Thereon, this safari had travelled to the Apex Court, wherein the issues was broadly classified as
At the outset, the Hon’ble Court was very clear in their findings in Paragraph 41 that while deciding the above issues, they cannot add or subtract anything from Section 17 (5) (c) other than its plain and natural meaning, this is because ITC is a creation of the legislature, and they are empowered to exclude certain categories. Exclusion of works contract per se will not defeat the object of the Act.
It was the decision of the Hon’ble Court that the term “plant and machinery” used in Section 17 (5) (c) and the term “plant or machinery” in Section 17 (5) (d) is intentional and that the two terms cannot be used interchangeably. In such a case, the term “plant or machinery” used in Section 17 (5) (d) can be either a plant or machinery. It was their view that very fact Section 17 (5) (d) uses the expression “immovable property other than “plants or machinery” shows that there could be a plant that is an immovable property. If that is indeed the case, the term “plant” was not defined anywhere under the GST Act or the Rules framed thereunder.
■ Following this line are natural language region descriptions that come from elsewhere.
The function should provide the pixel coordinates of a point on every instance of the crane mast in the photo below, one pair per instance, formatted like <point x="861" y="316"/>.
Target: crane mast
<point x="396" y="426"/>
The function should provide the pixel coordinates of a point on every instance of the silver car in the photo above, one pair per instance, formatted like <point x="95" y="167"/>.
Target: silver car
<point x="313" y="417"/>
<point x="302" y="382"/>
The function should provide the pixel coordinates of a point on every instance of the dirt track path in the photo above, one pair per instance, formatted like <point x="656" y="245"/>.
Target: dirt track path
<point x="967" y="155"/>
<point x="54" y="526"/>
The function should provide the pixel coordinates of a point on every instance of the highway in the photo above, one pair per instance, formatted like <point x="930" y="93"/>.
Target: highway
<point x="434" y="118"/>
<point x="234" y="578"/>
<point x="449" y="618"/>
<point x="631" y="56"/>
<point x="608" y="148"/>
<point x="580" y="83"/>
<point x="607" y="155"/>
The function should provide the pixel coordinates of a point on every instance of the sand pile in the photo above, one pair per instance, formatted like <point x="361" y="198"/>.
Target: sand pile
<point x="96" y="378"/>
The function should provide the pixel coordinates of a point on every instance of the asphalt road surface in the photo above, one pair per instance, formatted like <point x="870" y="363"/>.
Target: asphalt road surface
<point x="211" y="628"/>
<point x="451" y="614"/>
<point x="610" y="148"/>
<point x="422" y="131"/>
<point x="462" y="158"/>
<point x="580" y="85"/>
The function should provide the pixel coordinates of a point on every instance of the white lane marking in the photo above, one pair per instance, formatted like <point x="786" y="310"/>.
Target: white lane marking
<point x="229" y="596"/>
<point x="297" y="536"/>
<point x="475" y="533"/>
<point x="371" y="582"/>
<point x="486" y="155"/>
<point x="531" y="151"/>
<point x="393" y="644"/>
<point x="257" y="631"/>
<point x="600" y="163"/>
In order to define the term “plant”, the Hon’ble Court had looked into various judgements and definitions in other relevant Acts.
One of the crucial decisions that played a key part in this matter was that of Anand Theatres where the issue was whether a building used as a hotel or a cinema theatre can be considered as an apparatus or a tool for running a business where it can be termed as a plant and depreciation can be allowed on the same under the Income Tax Act, 1961. In this case, it was held that a building which was used as hotel or cinema theater could not be given depreciation on the basis that it was a plant. However, in the case of Karnataka Power Corporation, a three-judge Bench held that the decision of Anand theatres must be limited to the buildings of hotels and cinema alone and will not apply otherwise. They held that it is a question of fact and where a building has been constructed for an assessee’s special technical requirement, it will qualify to be treated as a plant for the purposes of investment allowance.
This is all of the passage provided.